While Mr. Edeleanu expressed the belief—which later proved to be erroneous—that the individual action of the Universal Oil Products Company would be successful in delaying the approval of the Board of Lawyers, he was considerably worried as to the possibility of unfavorable action being taken. He claimed that, in any case, the Board’s approval was likely to be more or less automatic and not based upon serious consideration.

Further action seemed advisable to ensure against the danger of an unfair decision. Consequently, the question was seriously studied by the Legation, particularly from the point of view of the possible applicability of the International Convention for the Protection of Industrial Property, signed at Washington on June 2, 1911,8 to which Rumania and the United States are parties.

It appeared that this Convention offered a solution to the question, in the sense that there seemed to be no question but that the Universal Oil Products Company had taken every action consistent with the complicated and costly nature of the process involved to exploit the patents effectively in this country, under the interpretation provided by Article 5 of the Washington Convention. It seemed appropriate, therefore, that this aspect of the question be called to the attention of the Rumanian Ministry of Foreign Affairs. Accordingly, an Aide-Mémoire (copy enclosed)7 was prepared, summarizing the principal legal and administrative actions in the case and, with reference to the applicable portion of the Patent Convention, stating the belief that the Universal Oil Products Company did not seem to be subject to any accusation of “inaction” in seeking to exploit the Dubbs patents in Rumania.

Mr. Titulescu9 being absent from the country, an appointment was made with the Undersecretary for Foreign Affairs Radulescu and on February 8, 1936, the matter was presented to him. The Aide-Mémoire was read, the Undersecretary following in the French translation. [Page 432]At the close of the interview, this communication, accompanied by unofficial translations into French and Rumanian, was left with the specific request that it be brought to the attention of the Ministry of Industry and Commerce.

It has not yet been ascertained whether the Aide-Mémoire, or translations thereof, have actually been forwarded to the Minister and attached to the files of the case.
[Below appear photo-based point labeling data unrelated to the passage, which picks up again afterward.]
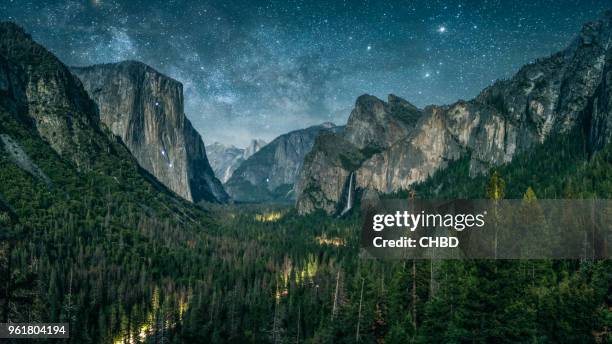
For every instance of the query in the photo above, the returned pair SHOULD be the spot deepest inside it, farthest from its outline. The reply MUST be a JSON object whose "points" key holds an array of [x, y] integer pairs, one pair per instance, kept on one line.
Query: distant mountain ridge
{"points": [[224, 160], [145, 108], [270, 174], [390, 145]]}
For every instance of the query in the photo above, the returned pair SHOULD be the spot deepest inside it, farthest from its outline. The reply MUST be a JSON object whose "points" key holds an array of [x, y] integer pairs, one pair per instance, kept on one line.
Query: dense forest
{"points": [[83, 248]]}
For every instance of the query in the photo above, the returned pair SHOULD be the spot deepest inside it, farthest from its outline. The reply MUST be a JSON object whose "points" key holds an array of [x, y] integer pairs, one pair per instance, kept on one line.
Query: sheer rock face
{"points": [[271, 173], [550, 96], [145, 109], [224, 160], [40, 89]]}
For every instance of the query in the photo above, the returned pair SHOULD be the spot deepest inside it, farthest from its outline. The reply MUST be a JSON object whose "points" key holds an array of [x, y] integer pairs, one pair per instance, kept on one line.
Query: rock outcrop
{"points": [[391, 145], [271, 173], [145, 109], [224, 160], [40, 90]]}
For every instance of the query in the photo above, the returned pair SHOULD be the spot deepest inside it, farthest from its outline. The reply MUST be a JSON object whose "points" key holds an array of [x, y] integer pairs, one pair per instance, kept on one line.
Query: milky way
{"points": [[255, 69]]}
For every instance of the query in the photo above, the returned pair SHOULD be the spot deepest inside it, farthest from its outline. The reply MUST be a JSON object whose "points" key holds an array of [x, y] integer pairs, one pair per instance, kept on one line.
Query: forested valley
{"points": [[90, 253]]}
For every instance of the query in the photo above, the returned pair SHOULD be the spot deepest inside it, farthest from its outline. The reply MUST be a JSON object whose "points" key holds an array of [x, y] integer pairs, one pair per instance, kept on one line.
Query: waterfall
{"points": [[350, 196]]}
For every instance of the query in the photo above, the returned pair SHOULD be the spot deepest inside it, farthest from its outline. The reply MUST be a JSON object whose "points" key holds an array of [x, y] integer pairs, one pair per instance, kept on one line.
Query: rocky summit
{"points": [[224, 160], [271, 173], [390, 145], [145, 109]]}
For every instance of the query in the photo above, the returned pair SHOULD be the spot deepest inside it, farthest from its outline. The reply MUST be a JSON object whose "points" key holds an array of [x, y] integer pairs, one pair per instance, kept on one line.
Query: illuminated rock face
{"points": [[391, 145], [145, 109]]}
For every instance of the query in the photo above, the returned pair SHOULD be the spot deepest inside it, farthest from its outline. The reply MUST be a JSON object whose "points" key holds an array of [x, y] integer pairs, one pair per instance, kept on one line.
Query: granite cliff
{"points": [[387, 146], [145, 109], [270, 174], [224, 160]]}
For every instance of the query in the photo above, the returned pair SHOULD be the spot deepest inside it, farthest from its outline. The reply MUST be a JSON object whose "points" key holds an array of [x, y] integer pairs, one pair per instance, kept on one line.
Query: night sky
{"points": [[256, 69]]}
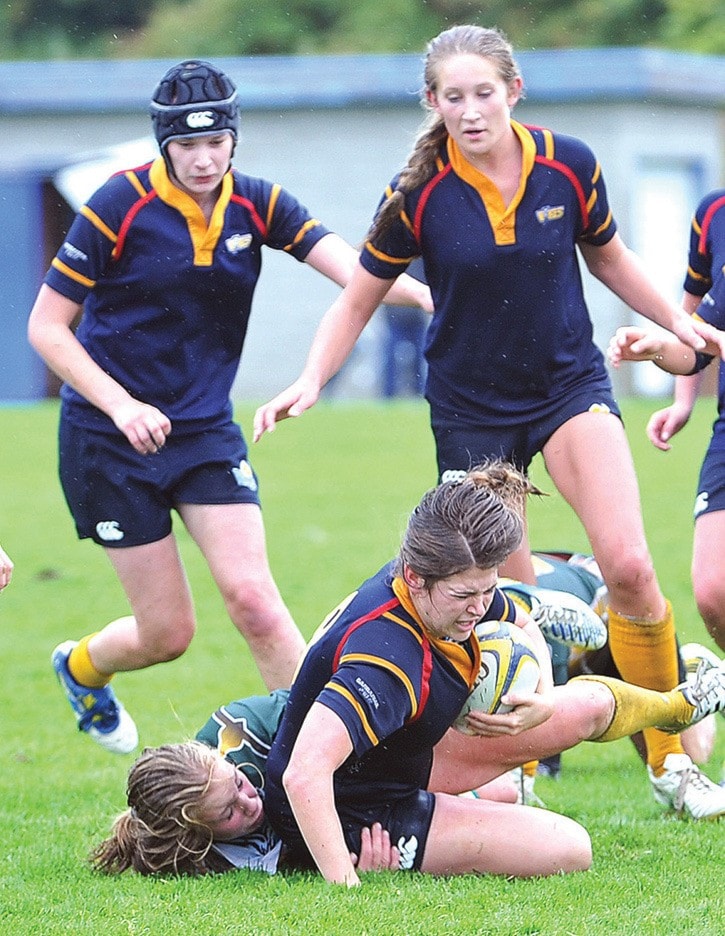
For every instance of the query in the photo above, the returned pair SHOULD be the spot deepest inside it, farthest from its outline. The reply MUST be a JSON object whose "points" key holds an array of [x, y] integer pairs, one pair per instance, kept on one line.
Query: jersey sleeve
{"points": [[86, 251], [698, 278], [374, 696], [290, 226], [579, 162], [390, 255]]}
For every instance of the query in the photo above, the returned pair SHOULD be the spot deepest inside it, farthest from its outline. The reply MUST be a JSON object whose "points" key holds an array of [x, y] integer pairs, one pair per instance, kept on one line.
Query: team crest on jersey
{"points": [[701, 503], [238, 242], [244, 476], [549, 213]]}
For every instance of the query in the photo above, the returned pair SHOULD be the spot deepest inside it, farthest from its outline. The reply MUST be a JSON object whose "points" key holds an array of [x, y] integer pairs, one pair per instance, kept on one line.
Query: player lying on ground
{"points": [[198, 806], [434, 832], [569, 603]]}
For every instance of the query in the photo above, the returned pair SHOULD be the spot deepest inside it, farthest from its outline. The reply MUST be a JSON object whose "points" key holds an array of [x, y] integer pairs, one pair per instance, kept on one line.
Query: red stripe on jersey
{"points": [[576, 185], [425, 681], [424, 196], [709, 215], [128, 221], [376, 612], [240, 200], [135, 169], [425, 645]]}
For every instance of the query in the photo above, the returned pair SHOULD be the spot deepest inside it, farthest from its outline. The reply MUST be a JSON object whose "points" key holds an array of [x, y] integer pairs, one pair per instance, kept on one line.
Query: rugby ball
{"points": [[508, 664]]}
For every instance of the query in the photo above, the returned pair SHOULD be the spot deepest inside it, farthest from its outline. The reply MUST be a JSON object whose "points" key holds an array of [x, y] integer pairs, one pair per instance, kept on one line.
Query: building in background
{"points": [[333, 130]]}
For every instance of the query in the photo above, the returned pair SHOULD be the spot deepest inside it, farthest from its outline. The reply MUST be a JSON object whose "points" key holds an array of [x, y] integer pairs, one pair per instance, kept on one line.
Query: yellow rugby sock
{"points": [[645, 653], [81, 666], [636, 708]]}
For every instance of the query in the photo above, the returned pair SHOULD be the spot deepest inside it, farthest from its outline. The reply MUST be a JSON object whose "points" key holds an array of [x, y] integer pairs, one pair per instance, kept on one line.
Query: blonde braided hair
{"points": [[489, 43]]}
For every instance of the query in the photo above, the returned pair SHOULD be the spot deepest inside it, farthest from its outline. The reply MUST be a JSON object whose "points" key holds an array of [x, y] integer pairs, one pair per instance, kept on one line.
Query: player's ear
{"points": [[414, 581]]}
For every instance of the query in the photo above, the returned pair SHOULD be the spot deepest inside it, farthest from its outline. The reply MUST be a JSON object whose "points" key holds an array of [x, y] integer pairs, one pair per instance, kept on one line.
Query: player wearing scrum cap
{"points": [[160, 266]]}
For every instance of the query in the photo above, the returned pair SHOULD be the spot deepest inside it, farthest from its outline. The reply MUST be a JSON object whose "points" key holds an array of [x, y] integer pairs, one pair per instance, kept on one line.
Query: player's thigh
{"points": [[589, 461], [708, 554], [500, 838], [153, 578], [232, 540]]}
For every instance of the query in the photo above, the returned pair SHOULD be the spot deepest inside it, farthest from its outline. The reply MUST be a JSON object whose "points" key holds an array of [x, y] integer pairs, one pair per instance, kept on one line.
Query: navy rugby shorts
{"points": [[461, 446], [407, 821], [120, 498], [711, 484]]}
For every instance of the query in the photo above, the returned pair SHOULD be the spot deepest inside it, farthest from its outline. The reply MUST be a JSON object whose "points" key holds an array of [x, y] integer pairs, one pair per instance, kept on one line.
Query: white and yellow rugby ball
{"points": [[508, 664]]}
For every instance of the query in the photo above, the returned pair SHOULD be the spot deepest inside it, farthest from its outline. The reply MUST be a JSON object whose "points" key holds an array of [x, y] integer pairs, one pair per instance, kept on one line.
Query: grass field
{"points": [[336, 488]]}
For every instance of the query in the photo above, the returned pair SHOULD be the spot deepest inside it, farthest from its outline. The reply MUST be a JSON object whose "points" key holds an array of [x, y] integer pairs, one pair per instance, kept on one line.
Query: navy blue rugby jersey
{"points": [[706, 258], [511, 335], [167, 299], [706, 277], [396, 689]]}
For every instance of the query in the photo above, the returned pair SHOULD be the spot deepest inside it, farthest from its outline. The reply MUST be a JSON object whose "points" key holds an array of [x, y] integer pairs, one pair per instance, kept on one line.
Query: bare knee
{"points": [[576, 852], [256, 608], [630, 570], [709, 594], [163, 644]]}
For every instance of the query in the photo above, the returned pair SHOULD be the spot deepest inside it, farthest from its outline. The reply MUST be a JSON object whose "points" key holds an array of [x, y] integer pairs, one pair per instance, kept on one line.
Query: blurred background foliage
{"points": [[69, 29]]}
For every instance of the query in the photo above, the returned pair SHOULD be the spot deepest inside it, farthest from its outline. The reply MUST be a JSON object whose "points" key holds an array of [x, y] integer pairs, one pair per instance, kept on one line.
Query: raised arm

Meanwhile, however, Mr. Edeleanu has informed the Legation that the matter continues to be active. He states that the dossier, to which has now been added the report (referat) recommending cancellation approved by the Board of Lawyers at the Ministry of Industry and Commerce, is next to be referred to the Superior Council of Lawyers attached to the Ministry of Justice. This is nominally the highest consultative legal group in the Rumanian Government. There, Mr. Edeleanu asserts, the question will again—as it was in the Legal Division of the Ministry of Industry and Commerce—be decided under the influence of Mr. Aurel Bentoiu, former attorney for the “Phoenix” group, and now Undersecretary of State at the Ministry of Justice. Thus, he claims, the case will have been entirely wrenched from the Patent Office and the usual administrative channels.

The affair remains in this state of uncertainty at the present time.

In view of the possibility of serious developments within the near future, I should greatly appreciate receiving an expression of the Department’s opinion as to the soundness of the point made in the enclosed Aide-Mémoire, and instructions specifying any further steps which may be deemed appropriate or advisable.

Respectfully yours,

Leland Harrison
  1. Legation’s file number.
  2. Not printed.
  3. Ante, p. 426, paragraphs 5 and 6.
  4. Not printed.
  5. Foreign Relations, 1913, p. 1363.
  6. Not printed.
  7. Nicholas Titulescu, Rumanian Minister for Foreign Affairs.